I have no other dogs, but foster grey hounds from time to time and have 2 cats. 

I may become interested in either agility, endurance, tracking or hunting activities in the future but it would be generally for a household companion pet.

Any advice on pros or cons between M/F, differences of temperament would be greatly appreciated.

Cheers


----------



## englishvizsla

Hi and welcome!

I have a ten week old male vizsla puppy and love him to bits. I've previously owned a male german short haired pointer and when we got him the breeder said she found that males were generally more affectionate and wanted to be with you more, whereas females were sometimes a bit more aloof and and happy with their own company. However, with the vizsla they are such affectionate and loving dogs anyway that it may not make much difference.

The reason I decided to get a male is because I liked the bigger more muscular look that they have. I was able to meet both our pup's mum and dad and there was quite a considerable size difference between them with the male looking quite a lot bigger and more powerful than the female.

I'm probably giving you a very one sided argument here as I've only ever owned male dogs, but personally I would go for a male every time and as my husband also wanted a male it was an easy decision in the end. 

I guess it really comes down to a personal decision, but I'll let some of the owners of female vizslas put across their thoughts too!

All the best with your new pup.


----------



## 1notenough

well I to have male vizsla's they are brothers the only thing is they are the same age.oh well.I had a female once she was a husky shepard mix.Good dog she just had some issues with going in the house.We ended up getting rid of her.The rest of my dogs have all ben hunting dogs and all males.Personally I would never own another female.I Have also never had any of my males fixed I like a brave strong dog with all their testosterone.It just seems to work for me.Everyone is different you have to make the finale decision.It is going to be your best friend for a long time,so make the right choice for you.


----------



## madaboutvizslas

I got a female and got her speyed mainly because in NZ when bush hunting you can sometimes run into alot of pig hunters wioth 4-5 dogs. I didn't want to have problems with an agressive situation or her being on heat.


----------



## tbone13

In my opinion what they say about the difference between males/females is true. Males tend to be a bit clingy and emotional, while females are a bit more bossy and independent. However, vizslas in general are a very clingy breed, but I think you can train any dog to do almost anything.
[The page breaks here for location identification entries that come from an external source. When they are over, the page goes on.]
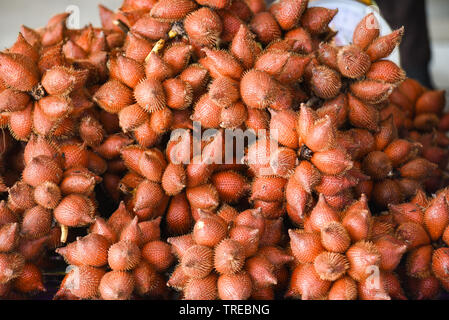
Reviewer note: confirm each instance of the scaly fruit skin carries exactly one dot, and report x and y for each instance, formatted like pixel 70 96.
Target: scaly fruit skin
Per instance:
pixel 424 228
pixel 337 251
pixel 219 251
pixel 98 106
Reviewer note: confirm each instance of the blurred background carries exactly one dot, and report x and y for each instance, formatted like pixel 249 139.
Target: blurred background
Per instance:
pixel 36 13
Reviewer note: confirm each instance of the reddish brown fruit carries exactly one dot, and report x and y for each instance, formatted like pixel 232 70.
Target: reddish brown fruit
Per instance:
pixel 116 285
pixel 229 257
pixel 197 262
pixel 265 27
pixel 75 211
pixel 113 96
pixel 123 255
pixel 158 255
pixel 204 34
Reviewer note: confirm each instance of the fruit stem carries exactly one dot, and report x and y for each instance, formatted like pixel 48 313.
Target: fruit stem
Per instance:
pixel 64 233
pixel 119 23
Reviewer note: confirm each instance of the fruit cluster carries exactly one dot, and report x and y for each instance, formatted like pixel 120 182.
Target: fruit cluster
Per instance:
pixel 332 191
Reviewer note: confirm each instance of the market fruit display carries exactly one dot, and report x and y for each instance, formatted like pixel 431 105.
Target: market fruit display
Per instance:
pixel 106 192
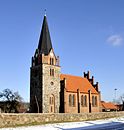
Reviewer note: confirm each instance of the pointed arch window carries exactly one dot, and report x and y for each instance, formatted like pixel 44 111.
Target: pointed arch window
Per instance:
pixel 70 100
pixel 85 100
pixel 51 61
pixel 82 100
pixel 51 72
pixel 73 100
pixel 93 101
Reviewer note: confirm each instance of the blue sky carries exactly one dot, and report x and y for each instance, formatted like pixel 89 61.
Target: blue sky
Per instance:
pixel 86 34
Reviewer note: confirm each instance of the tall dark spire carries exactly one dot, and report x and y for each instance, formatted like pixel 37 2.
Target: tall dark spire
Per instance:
pixel 45 44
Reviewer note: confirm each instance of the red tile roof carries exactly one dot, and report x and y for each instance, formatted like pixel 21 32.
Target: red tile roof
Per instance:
pixel 75 82
pixel 108 105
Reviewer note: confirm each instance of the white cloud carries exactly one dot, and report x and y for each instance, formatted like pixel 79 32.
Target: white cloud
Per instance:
pixel 115 40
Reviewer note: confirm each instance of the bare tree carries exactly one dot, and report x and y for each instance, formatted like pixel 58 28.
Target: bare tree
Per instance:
pixel 11 101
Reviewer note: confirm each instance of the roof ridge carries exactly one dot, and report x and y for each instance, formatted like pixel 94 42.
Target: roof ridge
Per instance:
pixel 73 75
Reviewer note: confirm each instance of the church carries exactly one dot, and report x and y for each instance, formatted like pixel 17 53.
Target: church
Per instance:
pixel 54 92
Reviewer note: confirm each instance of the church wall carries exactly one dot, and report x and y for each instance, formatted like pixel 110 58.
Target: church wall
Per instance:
pixel 50 86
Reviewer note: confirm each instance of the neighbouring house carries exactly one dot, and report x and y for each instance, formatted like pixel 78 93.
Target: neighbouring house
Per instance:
pixel 108 106
pixel 54 92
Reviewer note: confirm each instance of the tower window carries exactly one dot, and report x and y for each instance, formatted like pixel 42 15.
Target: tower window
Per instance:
pixel 71 100
pixel 51 61
pixel 82 100
pixel 93 101
pixel 51 72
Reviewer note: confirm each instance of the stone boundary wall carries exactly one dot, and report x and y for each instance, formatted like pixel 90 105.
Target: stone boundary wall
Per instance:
pixel 11 120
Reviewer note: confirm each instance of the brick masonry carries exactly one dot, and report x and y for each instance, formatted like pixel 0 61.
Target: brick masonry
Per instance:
pixel 7 120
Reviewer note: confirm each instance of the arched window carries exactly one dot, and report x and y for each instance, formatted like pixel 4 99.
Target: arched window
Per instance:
pixel 85 100
pixel 51 61
pixel 51 72
pixel 82 100
pixel 73 100
pixel 95 100
pixel 70 101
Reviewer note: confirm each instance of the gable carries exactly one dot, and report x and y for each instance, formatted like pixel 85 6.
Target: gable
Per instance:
pixel 75 82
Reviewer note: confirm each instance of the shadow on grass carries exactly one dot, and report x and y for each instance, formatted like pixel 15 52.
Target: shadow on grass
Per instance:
pixel 105 126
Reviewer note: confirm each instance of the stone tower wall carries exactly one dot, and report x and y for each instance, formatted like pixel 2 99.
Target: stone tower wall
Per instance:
pixel 36 89
pixel 50 86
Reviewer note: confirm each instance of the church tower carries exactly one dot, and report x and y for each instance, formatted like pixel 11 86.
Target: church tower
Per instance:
pixel 44 76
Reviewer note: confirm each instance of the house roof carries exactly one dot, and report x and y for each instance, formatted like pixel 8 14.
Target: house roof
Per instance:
pixel 108 105
pixel 45 44
pixel 76 82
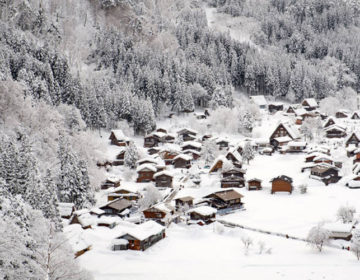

We have a male vizsla and a female gsp, we got a male first because I wanted a large vizsla... as it turns out he's a peanut weighing in at around 48lbs and maybe 1-2 inches short for a male. Go figure the female is on pace to be enormous, her paws at 4 months are big enough to be catcher's mitts.

I think male female comes down to personal preference. I don't think you'll be disappointed either way. One more thing to consider is that females that aren't going to be bred will need to be spayed, unless you're prepared to have them in heat a few times a year. Males, neutered or not don't have that issue.


----------



## g_man

Thanks to all for the advice.
I am probably going to get a male. I do like the more built look in a dog and the loyal mateship relationship.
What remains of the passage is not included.